Kashmir was the epicenter of the massive genocidal war that followed
Partition, the partitioning of the Indian subcontinent into India and
Pakistan in 1947. Pakistan and India each control a portion of
Kashmir, with the two sides separated by a border called the "Line of
Control" (LoC). Kashmir has been the site of repeated clashes between
Pakistan and India since 1947, and may well be the epicenter of the
next massive genocidal war between the two countries. India blamed
the Pakistan terrorist group Lashkar-e-Toiba (LeT) for Wednesday's
attack, but Pakistan rejected the charge that any Pakistanis were
involved in the attack. Hizbul Mujahideen, an Indian Islamist
terrorist group, has claimed responsibility for the attack.
Times of India and
Pakistan Observer
Xi Jinping envisions 'China's Dream' - world economic and military domination
The generational change in China's leadership, as 59-year-old Xi
Jinping takes over as president from 70-year-old Hu Jintao on
Thursday, marks a historic change in attitudes at the top. Hu
Jintao, it seemed to me, fit the profile of a survivor of the last
crisis war (like our Silent Generation) by seeking to mediate
disputes.
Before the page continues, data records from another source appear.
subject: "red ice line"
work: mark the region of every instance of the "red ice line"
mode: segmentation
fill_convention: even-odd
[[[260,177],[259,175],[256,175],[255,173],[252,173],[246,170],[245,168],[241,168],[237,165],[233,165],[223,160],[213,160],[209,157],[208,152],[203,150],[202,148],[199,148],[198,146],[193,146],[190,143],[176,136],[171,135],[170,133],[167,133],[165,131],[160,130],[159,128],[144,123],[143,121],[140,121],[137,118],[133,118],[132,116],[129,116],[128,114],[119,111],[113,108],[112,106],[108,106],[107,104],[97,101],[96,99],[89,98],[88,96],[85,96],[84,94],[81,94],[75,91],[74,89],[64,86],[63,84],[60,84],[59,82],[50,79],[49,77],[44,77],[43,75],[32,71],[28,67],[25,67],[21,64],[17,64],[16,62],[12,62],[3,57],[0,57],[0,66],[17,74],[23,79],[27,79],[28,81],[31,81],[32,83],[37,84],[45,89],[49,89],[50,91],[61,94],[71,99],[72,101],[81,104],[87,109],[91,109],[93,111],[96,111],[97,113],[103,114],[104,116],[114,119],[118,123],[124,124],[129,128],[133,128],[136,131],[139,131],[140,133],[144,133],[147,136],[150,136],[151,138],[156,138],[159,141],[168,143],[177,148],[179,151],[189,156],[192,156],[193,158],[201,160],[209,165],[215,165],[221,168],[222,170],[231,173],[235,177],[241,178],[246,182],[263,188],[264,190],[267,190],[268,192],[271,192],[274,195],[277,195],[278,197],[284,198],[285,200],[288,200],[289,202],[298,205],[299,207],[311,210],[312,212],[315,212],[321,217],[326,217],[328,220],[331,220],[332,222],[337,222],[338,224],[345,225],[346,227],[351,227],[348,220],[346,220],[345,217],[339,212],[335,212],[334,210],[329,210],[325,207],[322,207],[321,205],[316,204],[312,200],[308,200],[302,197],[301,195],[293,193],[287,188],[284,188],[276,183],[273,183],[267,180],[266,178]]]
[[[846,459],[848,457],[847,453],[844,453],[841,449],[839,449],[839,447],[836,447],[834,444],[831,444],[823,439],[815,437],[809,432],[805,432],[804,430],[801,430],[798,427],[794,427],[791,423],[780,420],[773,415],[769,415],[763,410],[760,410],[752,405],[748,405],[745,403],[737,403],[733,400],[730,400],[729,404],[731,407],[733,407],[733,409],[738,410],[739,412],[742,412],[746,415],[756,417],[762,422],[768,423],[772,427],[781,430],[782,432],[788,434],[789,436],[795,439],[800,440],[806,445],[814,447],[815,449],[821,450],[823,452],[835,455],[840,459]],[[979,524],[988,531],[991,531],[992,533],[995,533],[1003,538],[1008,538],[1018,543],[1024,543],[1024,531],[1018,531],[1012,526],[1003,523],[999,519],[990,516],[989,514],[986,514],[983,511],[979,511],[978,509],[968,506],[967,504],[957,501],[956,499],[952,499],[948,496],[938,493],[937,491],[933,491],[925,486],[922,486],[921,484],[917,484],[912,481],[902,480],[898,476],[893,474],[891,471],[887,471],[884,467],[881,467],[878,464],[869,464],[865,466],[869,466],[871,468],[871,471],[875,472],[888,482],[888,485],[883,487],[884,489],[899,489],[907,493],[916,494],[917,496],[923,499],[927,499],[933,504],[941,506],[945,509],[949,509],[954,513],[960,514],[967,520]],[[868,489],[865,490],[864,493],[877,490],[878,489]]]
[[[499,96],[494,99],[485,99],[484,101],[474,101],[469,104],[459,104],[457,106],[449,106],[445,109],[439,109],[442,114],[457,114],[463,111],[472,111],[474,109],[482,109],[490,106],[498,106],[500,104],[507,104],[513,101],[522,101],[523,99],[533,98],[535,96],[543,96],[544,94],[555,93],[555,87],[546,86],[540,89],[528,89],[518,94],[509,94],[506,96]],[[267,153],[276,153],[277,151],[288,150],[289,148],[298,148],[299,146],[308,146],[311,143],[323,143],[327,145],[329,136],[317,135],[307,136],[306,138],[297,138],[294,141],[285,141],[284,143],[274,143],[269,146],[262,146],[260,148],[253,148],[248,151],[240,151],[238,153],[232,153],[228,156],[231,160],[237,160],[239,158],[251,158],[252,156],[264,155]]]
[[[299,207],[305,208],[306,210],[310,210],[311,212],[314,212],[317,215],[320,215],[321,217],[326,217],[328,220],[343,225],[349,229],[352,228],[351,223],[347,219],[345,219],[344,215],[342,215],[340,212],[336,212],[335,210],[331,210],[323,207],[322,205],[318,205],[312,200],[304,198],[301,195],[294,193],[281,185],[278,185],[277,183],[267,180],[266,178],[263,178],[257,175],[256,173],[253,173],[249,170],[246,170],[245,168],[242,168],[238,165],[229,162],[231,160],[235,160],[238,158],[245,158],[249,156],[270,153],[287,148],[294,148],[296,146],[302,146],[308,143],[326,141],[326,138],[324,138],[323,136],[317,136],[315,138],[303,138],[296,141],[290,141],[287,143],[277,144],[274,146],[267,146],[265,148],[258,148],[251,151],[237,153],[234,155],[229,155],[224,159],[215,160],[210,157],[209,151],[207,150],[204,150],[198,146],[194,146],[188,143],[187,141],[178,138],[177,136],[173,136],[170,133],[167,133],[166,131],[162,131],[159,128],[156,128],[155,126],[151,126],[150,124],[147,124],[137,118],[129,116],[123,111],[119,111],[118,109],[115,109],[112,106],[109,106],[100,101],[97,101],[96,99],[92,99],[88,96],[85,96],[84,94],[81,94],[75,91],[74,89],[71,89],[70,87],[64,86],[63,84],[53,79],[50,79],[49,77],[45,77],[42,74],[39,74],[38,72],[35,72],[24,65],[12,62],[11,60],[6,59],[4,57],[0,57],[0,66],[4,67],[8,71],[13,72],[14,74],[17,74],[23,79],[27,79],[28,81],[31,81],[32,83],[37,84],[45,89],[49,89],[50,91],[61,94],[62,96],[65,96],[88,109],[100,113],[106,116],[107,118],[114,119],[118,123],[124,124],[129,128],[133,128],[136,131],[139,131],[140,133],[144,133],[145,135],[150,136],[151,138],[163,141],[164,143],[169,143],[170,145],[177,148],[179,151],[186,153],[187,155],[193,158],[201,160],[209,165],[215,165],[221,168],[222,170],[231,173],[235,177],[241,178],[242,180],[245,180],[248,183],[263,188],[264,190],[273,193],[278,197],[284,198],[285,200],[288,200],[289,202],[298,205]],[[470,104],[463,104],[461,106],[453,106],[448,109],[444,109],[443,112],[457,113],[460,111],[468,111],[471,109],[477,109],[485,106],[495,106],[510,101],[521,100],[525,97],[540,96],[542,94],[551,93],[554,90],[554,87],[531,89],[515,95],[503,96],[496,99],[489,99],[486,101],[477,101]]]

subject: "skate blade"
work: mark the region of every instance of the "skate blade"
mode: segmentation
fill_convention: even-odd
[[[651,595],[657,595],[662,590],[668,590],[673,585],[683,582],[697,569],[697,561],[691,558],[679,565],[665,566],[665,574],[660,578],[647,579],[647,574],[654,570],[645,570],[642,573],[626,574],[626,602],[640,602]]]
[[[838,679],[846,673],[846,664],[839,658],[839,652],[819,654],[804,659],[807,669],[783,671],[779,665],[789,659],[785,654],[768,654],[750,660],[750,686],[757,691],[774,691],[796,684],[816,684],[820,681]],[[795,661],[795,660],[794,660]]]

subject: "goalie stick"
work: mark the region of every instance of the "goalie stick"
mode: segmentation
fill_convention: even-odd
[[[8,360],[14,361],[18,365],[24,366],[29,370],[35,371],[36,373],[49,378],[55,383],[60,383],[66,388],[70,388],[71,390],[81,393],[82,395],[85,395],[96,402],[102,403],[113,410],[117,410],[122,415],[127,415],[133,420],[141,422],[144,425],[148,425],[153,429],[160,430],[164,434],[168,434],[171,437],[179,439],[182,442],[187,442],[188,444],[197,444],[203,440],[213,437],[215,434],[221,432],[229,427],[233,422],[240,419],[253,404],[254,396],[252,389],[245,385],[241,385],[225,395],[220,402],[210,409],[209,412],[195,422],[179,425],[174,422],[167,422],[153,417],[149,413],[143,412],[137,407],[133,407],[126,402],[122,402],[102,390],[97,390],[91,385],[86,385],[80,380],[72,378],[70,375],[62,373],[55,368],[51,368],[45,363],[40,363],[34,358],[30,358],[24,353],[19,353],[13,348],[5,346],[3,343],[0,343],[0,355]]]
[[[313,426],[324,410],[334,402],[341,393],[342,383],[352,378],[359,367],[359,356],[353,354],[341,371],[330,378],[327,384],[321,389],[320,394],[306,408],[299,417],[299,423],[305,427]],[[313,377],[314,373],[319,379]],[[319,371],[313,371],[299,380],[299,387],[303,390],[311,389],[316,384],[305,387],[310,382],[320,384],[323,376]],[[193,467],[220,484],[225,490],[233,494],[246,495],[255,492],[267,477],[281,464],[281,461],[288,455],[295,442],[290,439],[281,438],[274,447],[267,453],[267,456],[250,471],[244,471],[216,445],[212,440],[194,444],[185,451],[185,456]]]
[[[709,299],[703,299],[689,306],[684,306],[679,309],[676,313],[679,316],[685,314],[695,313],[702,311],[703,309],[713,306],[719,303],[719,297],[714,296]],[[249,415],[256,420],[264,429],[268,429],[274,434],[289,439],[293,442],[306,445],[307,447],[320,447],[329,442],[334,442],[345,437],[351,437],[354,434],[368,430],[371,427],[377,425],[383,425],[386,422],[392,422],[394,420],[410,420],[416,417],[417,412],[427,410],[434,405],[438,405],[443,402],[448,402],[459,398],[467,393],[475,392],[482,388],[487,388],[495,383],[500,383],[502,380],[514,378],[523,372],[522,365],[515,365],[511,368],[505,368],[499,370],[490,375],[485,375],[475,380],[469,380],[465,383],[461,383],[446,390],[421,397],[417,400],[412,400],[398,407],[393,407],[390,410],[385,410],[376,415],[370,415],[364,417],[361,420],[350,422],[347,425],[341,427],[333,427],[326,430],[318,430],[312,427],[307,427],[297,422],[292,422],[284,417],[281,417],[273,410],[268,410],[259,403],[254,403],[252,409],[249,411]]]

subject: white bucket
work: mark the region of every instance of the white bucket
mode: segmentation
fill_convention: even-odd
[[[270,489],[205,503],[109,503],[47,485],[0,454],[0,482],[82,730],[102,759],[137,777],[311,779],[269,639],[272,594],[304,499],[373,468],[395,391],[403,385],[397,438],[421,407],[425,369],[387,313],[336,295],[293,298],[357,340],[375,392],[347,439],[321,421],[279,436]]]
Having grown up during Mao's bloody Communist Revolution,
he understands how dangerous it is to provoke another war, and doesn't
want to see anything like that happen again.
Xi Jinping never suffered the horrors of Mao's war, and doesn't
understand the dangers. He's launched a series of "The China Dream"
speeches, in which he calls for China to shed its past as a secondary
player, and become the world's top military and economic power.
He's visiting Chinese military bases and telling the troops
to be ready for war at any time. He's personally taking charge
of policy in the East and South China Seas, and has vowed that
China will take every step necessary to gain control of these
regions, including areas that have been owned by other countries
for centuries.
So now we have a President in Beijing who says that there's no problem
with preparing rapidly for war against the United States, and we have
a President in Washington who whose stated intention on Wednesday is
to have the government spend as many trillions of dollars as possible.
These two world leaders are racing to see who can be the first to
create a catastrophe. It'll be interesting to see who wins, I guess.